Too little too late
I found out about two weeks ago that my husband is cheating on me and it’s been going on for over two years. The problem is that I told him that I want to end the marriage. He said no, he’s not letting me go. Well, that’s too bad for him, because I’ve already retained a lawyer and I’m working on my finances so I can leave with my daughter.
He doesn’t know that I have a lawyer and I’m looking for a place. He’s trying to be attentive and sweet, but it is too little too late. We have been married for seven years and he has cheated for 6 1/2 of those seven years and I am done. We tried counseling and church, but nothing changed. How can I get it in his head that we should just part ways and deal with a fair custody schedule for our 4-year-old daughter?
Dear it’s Over,
Well you are very serious and not playing around! That’s the thing, when one party checks out mentally from a relationship there tends to be no turning back!
I am not here to convince you to try to work it out with your husband. I think you have assessed your marriage and you have had enough of this very poor behaviour.

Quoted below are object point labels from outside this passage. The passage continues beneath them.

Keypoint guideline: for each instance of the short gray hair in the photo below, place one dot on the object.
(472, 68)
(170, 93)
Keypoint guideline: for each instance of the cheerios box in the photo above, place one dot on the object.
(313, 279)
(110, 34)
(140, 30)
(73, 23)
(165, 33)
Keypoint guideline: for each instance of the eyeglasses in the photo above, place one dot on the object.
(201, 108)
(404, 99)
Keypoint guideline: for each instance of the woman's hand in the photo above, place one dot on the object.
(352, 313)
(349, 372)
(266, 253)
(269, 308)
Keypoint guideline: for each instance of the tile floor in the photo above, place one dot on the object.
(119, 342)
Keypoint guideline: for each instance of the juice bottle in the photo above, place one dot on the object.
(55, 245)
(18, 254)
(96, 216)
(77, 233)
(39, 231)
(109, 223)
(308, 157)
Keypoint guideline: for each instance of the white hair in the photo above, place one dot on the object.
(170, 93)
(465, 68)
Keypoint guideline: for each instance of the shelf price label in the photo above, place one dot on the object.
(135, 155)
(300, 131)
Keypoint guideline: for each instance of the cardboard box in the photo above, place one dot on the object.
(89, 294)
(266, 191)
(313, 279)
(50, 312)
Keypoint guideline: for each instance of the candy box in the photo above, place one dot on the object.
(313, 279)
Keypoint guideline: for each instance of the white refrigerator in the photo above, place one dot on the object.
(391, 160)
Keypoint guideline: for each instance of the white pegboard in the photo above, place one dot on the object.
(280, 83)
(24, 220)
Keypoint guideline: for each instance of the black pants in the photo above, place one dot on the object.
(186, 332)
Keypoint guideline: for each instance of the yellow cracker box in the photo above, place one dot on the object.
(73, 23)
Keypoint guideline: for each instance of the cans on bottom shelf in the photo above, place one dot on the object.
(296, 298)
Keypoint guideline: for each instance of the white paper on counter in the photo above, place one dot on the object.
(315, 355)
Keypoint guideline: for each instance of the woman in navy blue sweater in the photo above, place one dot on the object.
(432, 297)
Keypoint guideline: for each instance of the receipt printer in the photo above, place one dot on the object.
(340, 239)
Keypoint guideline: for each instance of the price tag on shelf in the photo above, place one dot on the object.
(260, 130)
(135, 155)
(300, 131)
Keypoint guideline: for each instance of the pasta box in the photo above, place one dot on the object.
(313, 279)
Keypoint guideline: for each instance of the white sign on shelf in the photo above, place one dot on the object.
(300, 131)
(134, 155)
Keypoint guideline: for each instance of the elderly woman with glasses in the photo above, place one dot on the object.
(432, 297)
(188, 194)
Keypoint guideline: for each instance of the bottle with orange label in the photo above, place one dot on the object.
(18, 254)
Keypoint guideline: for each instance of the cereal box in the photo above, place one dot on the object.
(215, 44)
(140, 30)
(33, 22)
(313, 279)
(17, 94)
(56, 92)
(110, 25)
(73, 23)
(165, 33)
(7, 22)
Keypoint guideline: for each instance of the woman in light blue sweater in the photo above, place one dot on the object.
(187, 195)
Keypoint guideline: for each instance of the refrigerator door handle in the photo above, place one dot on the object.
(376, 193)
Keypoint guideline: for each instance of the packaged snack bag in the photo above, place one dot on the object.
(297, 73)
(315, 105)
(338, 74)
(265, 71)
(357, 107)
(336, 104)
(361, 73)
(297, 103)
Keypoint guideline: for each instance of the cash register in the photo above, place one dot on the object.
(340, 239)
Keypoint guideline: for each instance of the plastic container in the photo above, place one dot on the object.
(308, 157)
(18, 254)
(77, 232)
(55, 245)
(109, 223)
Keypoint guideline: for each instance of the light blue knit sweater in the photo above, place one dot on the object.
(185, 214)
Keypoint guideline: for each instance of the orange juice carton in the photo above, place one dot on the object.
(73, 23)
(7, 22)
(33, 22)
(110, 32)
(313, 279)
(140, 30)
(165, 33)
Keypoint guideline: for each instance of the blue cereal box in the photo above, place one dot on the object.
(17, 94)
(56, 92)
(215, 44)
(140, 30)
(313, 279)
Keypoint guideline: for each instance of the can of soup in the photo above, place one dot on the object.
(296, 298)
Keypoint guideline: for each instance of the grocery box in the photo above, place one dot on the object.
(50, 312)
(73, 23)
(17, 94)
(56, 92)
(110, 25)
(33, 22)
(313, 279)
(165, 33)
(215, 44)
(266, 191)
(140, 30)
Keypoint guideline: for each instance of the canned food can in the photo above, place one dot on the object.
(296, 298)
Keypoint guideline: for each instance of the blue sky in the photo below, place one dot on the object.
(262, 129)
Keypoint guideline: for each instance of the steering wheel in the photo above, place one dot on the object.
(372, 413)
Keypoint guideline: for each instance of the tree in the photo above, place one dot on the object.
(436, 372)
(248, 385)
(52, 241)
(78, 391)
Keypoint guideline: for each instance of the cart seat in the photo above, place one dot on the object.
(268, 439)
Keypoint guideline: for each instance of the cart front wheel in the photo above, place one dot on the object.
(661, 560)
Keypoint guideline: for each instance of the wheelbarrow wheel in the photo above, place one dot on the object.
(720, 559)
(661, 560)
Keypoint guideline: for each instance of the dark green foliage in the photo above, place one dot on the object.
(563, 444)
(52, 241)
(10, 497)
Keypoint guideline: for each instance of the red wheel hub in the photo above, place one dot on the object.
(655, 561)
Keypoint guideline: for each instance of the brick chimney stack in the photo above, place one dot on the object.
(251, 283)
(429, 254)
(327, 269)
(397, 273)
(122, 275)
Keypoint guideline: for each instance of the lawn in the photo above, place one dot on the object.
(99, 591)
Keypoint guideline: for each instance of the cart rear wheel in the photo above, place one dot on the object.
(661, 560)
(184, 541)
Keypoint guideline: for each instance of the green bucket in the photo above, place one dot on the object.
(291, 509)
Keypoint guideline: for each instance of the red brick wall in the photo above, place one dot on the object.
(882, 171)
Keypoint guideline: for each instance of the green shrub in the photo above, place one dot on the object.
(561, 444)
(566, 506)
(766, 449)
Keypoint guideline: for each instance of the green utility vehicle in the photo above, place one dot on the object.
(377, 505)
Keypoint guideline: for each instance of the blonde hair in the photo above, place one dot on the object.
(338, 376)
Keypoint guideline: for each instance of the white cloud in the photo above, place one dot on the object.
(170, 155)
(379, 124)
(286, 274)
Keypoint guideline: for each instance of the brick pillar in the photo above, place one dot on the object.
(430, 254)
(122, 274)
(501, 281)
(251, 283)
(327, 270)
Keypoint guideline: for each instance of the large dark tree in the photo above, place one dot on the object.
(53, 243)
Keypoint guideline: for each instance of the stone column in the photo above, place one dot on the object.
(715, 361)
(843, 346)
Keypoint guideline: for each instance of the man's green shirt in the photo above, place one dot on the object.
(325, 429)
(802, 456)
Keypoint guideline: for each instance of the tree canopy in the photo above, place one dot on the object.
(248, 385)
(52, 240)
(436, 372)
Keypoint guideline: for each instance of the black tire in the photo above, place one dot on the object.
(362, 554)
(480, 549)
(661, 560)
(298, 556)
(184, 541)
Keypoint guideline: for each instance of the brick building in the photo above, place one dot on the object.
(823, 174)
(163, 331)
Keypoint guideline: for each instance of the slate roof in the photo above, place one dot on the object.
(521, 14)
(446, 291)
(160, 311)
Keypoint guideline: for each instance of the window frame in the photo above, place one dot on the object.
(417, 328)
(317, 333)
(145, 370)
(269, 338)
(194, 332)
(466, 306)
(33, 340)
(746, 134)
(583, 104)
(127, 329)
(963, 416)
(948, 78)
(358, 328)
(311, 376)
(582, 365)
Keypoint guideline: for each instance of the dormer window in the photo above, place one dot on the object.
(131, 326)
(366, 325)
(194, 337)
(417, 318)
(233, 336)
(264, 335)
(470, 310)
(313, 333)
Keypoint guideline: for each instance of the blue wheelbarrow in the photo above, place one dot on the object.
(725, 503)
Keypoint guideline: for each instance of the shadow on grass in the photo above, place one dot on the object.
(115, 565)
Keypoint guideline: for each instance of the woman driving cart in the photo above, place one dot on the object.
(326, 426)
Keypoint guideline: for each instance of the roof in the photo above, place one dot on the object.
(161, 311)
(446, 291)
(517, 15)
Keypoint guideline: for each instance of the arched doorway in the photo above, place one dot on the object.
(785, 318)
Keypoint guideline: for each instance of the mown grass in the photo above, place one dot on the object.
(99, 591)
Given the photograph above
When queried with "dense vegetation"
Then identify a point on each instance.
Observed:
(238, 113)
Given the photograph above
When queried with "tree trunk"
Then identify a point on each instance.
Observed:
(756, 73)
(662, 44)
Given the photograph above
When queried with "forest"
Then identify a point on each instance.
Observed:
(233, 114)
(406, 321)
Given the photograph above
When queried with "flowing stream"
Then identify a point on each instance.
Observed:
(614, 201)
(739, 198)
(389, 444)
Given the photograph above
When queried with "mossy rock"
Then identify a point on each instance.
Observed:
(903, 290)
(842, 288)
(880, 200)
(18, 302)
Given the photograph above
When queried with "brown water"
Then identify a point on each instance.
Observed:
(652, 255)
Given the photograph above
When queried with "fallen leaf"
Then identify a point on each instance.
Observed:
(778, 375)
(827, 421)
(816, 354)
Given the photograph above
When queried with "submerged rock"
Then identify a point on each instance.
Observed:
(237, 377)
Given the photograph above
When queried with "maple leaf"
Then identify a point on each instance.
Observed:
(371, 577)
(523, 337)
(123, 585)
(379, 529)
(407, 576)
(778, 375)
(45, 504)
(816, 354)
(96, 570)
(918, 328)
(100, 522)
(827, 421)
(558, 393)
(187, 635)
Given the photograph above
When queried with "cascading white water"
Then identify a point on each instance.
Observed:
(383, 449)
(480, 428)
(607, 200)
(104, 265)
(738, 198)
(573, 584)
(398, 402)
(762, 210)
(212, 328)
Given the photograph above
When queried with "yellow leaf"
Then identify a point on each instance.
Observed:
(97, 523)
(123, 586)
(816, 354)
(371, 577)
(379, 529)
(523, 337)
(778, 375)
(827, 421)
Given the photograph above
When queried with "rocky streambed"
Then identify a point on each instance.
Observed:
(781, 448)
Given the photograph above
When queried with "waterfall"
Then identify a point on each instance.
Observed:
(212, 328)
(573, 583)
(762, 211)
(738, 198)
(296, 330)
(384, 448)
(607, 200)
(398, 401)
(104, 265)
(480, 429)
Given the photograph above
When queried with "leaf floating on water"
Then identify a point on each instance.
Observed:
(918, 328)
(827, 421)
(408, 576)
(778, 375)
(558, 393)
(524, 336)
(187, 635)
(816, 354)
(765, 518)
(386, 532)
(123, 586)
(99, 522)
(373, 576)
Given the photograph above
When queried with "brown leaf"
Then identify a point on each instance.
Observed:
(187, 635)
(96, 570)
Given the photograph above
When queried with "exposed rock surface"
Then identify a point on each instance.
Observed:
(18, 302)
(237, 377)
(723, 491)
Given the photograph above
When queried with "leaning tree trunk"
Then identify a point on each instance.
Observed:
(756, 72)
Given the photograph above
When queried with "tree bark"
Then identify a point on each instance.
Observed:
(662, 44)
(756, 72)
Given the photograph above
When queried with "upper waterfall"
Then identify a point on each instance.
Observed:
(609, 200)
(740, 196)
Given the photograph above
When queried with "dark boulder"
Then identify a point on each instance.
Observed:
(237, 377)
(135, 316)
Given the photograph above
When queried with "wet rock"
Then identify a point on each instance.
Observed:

So I am going to advocate for your daughter; hopefully her father is involved in her day-to-day well-being and would want to keep his relationship going with her. So please be open in making this transition as smooth as possible.
So be firm, be as respectful as you can be, and most importantly, please be fair and open regarding the shared custody of your daughter.
I am sorry that you have had to experience this level of consistent infidelity, but I’m proud of you for saying, “enough is enough”. I wish you the very best going forward in your new life.